И вот однажды утром она явилась в маленькую, светлую квартирку мадам Митсу. Во французском словаре она отыскала слова, которые могли понадобиться ей, чтобы ясно и недвусмысленно высказать китаянке все, что она о ней думает. Вежливая служанка попросила ее обождать, мадам в ванной, минут через пять она ее примет. Дородная и решительная, восседала Франциска Аметсридер в уютной комнатке, вертя своей крупной, коротко остриженной, мужеподобной головой и заглядывая во все углы, пытаясь высмотреть что-либо, способное пробудить настоящую ярость против этого желтолицего воплощения порока. Но так ничего и не обнаружила: комната была опрятная и все в ней дышало добродетелью. Вошла мадам Митсу, мягкая, любезная, несколько удивленная. Ей очень хотелось быть полезной этой воинственно настроенной даме, но она не могла понять, чего та добивается. Наконец поняла. Речь идет о полном приветливом господине. С ним что-нибудь случилось? Он просит прийти к нему? Перед кротким, нежным, словно юная луна, нравом мадам Митсу все слова, которые тетушка Аметсридер нашла в словаре, оказались бесполезными. В конце концов госпожа Аметсридер заговорила о ценах на продукты и на другие вещи первой необходимости, причем мадам Митсу выказала себя весьма сведущей в этих вопросах. Чтобы не уйти вовсе ни с чем, тетушка Аметсридер попросила дать ей адрес портнихи, которая сшила мадам Митсу поистине очаровательное кимоно.

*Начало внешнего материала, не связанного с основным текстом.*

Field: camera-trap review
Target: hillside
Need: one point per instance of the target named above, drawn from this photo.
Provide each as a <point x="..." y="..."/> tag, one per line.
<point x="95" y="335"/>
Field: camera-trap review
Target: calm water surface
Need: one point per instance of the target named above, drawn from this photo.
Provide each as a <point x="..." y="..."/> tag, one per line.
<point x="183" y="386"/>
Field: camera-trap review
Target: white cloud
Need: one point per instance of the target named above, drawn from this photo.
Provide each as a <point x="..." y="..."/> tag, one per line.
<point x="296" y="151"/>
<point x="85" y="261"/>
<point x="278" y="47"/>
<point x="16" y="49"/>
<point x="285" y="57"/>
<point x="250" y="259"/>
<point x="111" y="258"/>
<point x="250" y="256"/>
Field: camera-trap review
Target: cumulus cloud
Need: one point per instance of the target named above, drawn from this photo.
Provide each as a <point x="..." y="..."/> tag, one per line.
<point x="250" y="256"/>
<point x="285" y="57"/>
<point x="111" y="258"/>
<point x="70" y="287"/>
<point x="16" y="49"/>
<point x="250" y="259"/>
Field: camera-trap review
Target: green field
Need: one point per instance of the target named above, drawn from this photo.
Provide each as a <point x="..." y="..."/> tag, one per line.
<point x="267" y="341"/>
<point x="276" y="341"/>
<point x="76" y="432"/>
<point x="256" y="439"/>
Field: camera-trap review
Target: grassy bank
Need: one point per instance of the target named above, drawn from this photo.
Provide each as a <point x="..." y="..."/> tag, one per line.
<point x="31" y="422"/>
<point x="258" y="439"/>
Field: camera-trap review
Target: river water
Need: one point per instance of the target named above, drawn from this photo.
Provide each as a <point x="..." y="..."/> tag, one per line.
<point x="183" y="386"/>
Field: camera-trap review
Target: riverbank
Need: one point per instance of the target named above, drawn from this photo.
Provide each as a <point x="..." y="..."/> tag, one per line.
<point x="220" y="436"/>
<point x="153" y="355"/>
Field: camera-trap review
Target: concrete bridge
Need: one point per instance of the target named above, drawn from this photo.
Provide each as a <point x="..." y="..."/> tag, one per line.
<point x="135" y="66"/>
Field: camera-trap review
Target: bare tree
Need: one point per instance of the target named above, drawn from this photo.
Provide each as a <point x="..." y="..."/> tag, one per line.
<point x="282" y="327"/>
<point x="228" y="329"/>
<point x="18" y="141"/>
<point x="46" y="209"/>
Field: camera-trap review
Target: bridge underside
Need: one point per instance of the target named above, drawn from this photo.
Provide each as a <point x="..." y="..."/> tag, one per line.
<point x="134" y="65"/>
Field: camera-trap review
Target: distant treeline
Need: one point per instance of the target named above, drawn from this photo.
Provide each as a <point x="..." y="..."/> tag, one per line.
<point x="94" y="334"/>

Она вознамерилась убедить Иоганну сделать себе точно такое же. С этим адресом, написанным на листе бумаги крупным, неумелым детским почерком мадам Митсу, и вернулась к обеду в квартиру Гесрейтера тетушка Аметсридер.

12
Монарх в сердце своего народа

У церковного портала большие фиолетовые плакаты огромными золотыми буквами провозглашали: «Лишь одно важно — спасти душу свою». Многие откликались на этот призыв: молодые и старые, мужчины и женщины, люди хорошо одетые и оборванные. Потому что нужда была велика. Еще не успевал остыть хлеб, который по баснословным ценам продавали ворчащим покупателям, как цены снова подскакивали. Булка стоила три марки, килограмм маргарина — четыреста сорок марок, за стрижку волос брали восемьдесят марок. Этой порой нужды и голода церковь воспользовалась для генерального наступления на сердце народа, для осуществления своей священной миссии. На целый месяц были мобилизованы все сколько-нибудь известные проповедники, с тем чтобы в каждой церкви проповедь читал человек, хорошо знавший местных прихожан.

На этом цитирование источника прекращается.